Le théorème de Bayes est une formule qui montre combien les croyances, exprimées sous forme de distribution de probabilités sont modifiées par de nouvelles informations. « Dans les statistiques classiques, l’interprétation de la valeur du p et l’intervalle de confiance dépend plutôt de formules alambiquées concernant les nombreuses propriétés de la procédure statistique sous les hypothèses nulles » (Spiegelhalter et al., 1999).

L’approche bayésienne est en opposition avec la démarche classique car cette dernière ne tient pas compte des probabilités a priori. Aucune hypothèse alternative n’est considérée.

c) quel outil employer pour la prédiction ?

Dans les problèmes de prédiction en anthropologie, il y a deux approches communément utilisées : la vraisemblance maximale et l’approche bayésienne. L’utilisation de l’approche bayésienne en paléoanthropologie sensu stricto est mise en doute (Konisberg et Frankenberg, 1992 ; Konisberg et al., 1998). Elle semble plus appropriée dans le domaine de la Médecine légale dont les cas à étudier viennent de la même population que l’échantillon de référence (Acree, 1999). Il est vrai qu’en paléoanthropologie, nous ignorons si les individus dont nous devons estimer l’âge viennent d’une population dont la distribution est la même que notre échantillon de référence.

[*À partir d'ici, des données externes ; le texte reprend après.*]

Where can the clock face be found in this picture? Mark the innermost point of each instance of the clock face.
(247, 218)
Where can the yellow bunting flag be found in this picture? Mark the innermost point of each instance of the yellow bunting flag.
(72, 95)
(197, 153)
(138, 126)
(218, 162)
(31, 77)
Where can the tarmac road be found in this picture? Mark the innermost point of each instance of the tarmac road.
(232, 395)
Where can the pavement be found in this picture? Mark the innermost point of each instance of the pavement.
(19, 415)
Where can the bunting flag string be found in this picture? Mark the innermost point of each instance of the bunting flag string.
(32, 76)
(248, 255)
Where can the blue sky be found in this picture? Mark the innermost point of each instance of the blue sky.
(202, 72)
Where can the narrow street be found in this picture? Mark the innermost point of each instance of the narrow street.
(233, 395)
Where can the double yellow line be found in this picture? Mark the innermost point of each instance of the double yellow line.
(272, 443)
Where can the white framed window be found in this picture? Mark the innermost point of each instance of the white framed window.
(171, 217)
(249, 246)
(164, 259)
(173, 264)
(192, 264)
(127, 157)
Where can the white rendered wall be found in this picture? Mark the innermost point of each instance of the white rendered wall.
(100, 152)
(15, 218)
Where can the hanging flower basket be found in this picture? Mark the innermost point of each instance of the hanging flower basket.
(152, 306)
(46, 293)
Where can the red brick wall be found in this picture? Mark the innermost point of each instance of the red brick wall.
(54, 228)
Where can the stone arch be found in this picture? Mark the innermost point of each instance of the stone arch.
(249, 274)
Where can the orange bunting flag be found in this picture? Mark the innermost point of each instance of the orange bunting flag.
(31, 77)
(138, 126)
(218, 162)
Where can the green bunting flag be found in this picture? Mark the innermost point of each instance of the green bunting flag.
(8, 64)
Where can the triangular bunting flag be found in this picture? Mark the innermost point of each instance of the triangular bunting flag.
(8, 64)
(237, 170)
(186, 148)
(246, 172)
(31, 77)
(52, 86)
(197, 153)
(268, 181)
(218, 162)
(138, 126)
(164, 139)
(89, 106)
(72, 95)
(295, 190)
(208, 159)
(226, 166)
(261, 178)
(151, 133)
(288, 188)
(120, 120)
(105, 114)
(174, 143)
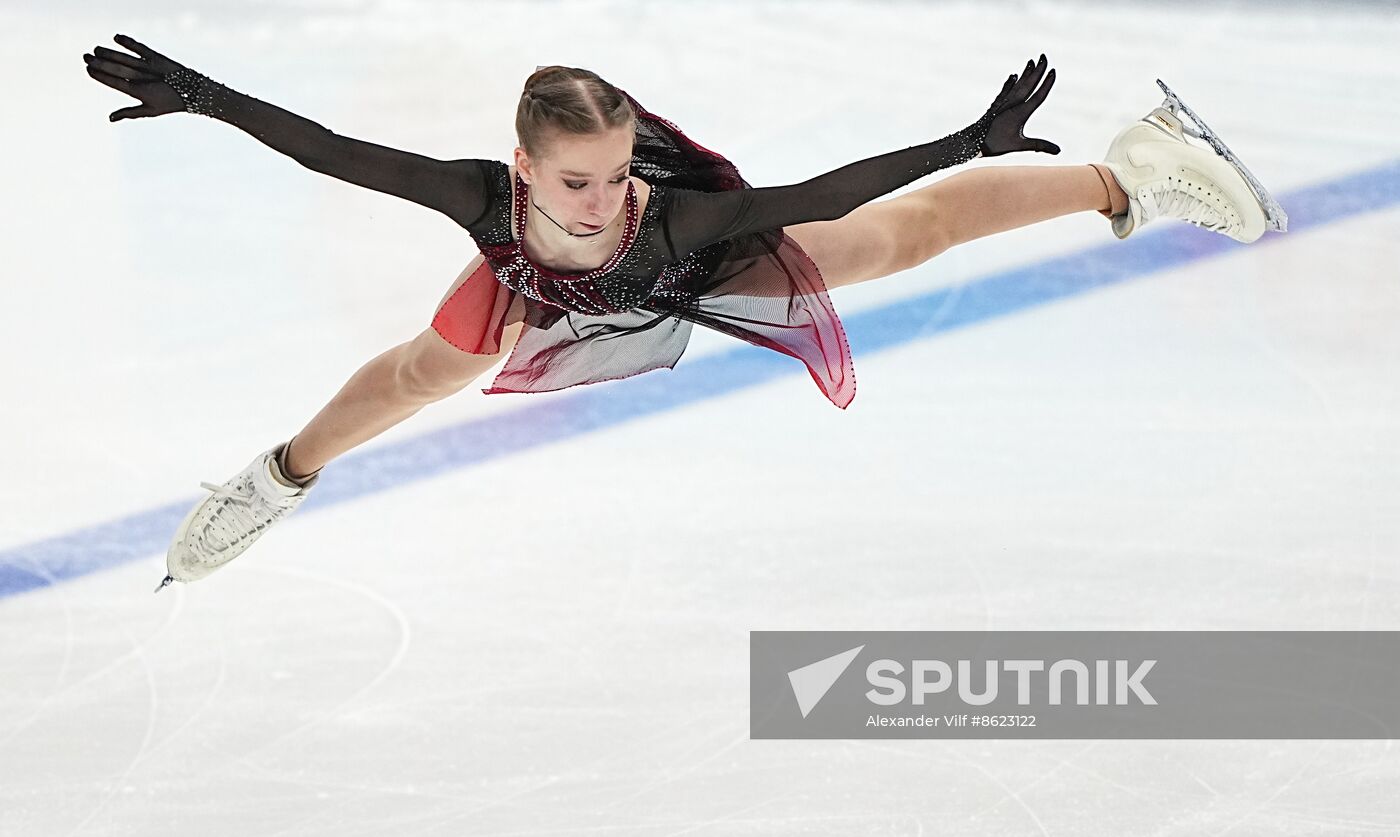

Cependant, il y a une alternative à l’approche bayésienne pour les estimations individuelles : la vraisemblance maximale (Iscan et Boldsen, 1995 ; Konisberg et al., 1998 ; Usher et al.,

2000). La vraisemblance d’un modèle est la probabilité que les observations ou les données calculées adoptent le modèle. Pour tout modèle particulier, plusieurs échantillons différents de données peuvent être obtenus, mais certains ensembles sont plus probables que d’autres. Il est possible de calculer la vraisemblance qui répond à la question : si le modèle est vrai, quel est la chance d’obtenir l’ensemble des données que nous avons collectées ? Si l’on essaie des modèles avec toutes les combinaisons possibles de pente et d’intercept, il est possible de trouver la ligne de régression qui a la vraisemblance maximale de produire l’ensemble des données observées. Cette méthode permet de trouver les valeurs des variables qui ont le plus de chance d’être avérées.

Mais en ce qui concerne l’estimation de l’âge, la question à laquelle nous voulons répondre est la suivante : étant donné la variabilité de l’évolution des indicateurs d’âge, quelle est la chance de classer un individu dans une classe par rapport à une autre et compte tenu d’une distribution par âge bien précise ? L’approche bayésienne est donc plus appropriée, car nous ne voulons pas seulement une prédiction, nous voulons aussi une mesure de l’incertitude. Avec la vraisemblance maximale, nous pourrions accepter un modèle car il correspond aux données collectées, mais nous ne pourrions pas savoir s’il est vrai.